Saturday, November 16, 2013

Language Acquisition: A Habit Formation or Role Formation?

Habit Formation

Habit is a pattern of behaviour that is regular and which has become almost automatic as a result of repetition. Linguists and psychologists disagree about how much habit formation is involved in language learning. The behaviourists hold that language acquisition is a product of habit formation. Habits are constructed through the repeated association between some stimulus and some response. Second language learning, then, is viewed as a process of overcoming the habits of the native language in order to acquire the new habits of the target language. This is to be accomplished through the pedagogical practices of dialogue memorization and pattern practice. Over learning and thus automatically is the goal. The contrastive analysis hypothesis is important to this view of language learning.

Role Formation-

Chomsky posits a theory in which he claims that everybody learns a language not because they are subject to the same conditioning process but because they possess an inborn capacity which permits then to induce the rules of the intended language as a normal maturational process. Once acquired, these rules will allow learners to create and comprehend novel utterances, utterances they neither have understood nor have produced if they are limited to imitating input from the environment. Thus the rational for Chomsky’s theory of language acquisition as a process of role formation lies in what known as “the poverty of the stimulus(input).”

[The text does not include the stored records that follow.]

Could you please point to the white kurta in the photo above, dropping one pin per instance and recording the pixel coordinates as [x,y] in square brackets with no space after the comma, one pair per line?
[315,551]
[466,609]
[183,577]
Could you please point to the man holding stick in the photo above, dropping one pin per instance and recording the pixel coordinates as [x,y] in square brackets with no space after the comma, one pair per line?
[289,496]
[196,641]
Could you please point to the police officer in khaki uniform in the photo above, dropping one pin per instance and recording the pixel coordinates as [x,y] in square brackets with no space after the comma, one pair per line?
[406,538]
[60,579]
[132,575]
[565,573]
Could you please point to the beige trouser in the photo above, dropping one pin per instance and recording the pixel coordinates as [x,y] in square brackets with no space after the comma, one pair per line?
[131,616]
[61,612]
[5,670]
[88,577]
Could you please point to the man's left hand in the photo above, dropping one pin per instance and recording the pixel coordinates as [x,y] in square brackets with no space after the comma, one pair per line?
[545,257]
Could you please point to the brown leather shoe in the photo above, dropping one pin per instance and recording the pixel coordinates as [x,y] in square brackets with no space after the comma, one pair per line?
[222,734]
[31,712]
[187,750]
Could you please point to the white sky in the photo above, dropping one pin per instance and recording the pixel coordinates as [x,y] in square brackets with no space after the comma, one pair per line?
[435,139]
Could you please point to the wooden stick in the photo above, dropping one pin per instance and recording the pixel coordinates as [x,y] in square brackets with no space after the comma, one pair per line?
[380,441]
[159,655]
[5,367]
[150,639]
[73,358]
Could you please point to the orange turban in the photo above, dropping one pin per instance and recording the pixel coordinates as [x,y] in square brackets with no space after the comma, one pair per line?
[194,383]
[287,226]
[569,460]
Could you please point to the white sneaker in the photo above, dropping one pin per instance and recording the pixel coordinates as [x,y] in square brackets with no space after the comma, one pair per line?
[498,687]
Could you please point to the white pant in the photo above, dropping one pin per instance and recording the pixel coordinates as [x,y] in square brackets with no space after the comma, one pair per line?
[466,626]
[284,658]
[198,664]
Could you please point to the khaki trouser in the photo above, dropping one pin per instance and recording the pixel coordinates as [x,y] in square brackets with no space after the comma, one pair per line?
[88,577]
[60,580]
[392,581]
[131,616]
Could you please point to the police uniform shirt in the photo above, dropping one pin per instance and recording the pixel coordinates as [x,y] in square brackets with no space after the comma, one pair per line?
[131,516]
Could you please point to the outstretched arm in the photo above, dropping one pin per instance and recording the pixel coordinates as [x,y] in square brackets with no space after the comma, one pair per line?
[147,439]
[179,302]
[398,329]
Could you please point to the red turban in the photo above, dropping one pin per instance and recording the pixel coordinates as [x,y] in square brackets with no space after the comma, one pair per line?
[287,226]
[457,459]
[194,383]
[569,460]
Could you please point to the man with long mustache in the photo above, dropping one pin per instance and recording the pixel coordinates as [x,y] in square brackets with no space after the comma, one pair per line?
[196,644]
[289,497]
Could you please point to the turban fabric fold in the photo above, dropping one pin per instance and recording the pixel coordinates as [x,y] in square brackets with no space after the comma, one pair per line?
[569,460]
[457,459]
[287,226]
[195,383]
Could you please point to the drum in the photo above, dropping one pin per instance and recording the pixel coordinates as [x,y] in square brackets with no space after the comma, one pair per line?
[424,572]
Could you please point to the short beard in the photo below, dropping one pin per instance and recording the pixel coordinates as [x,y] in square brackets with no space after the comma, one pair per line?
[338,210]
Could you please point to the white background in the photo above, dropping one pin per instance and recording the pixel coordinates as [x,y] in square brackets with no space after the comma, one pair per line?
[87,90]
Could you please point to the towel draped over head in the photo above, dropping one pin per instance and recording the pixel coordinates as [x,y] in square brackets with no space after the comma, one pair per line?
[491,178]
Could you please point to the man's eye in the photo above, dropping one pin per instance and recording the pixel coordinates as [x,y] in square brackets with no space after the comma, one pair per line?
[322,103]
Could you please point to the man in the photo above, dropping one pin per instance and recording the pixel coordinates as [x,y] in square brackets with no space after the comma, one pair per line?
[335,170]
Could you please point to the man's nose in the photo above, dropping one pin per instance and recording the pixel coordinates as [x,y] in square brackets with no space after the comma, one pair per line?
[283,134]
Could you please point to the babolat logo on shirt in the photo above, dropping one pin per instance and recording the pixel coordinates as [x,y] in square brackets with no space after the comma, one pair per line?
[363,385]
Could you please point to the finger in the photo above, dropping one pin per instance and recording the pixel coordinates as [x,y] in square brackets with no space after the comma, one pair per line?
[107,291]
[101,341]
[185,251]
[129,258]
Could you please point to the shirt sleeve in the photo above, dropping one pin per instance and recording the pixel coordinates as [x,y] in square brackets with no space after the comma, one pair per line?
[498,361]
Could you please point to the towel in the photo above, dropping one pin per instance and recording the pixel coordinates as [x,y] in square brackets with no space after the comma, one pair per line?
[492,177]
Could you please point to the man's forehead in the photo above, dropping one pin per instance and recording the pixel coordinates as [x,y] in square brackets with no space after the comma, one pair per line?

To justify Chomosky’s theory of language acquisition we will take the following two errors into account committed by children acquiring English as their L1.

  1. She doesn’t wants to go.
  2. I eated it.

These wrong sentences suggest that these children have internalized rules for sub-verb agreement and past tense formation in English respectively but have not yet mastered the limitations of the rules. Thus such original errors indicate that the children are not simply repeating forms from the input they encountered.

Again in relation to SLA, SL learners are found to commit similar “developmental” errors which are not apparently due to L1 interference.

Thus the process of SLA is also thought to be one rule formation, in which rules are inculcated through a process of hypothesis formation and testing. If the learner traces any mismatch between his own language production and the forms/ functions of the target language to which he/ she is being exposed, he/ she will modify his/ her hypothesis about the nature of the TL rules so that his/ her utterances increasingly conformed to the TL.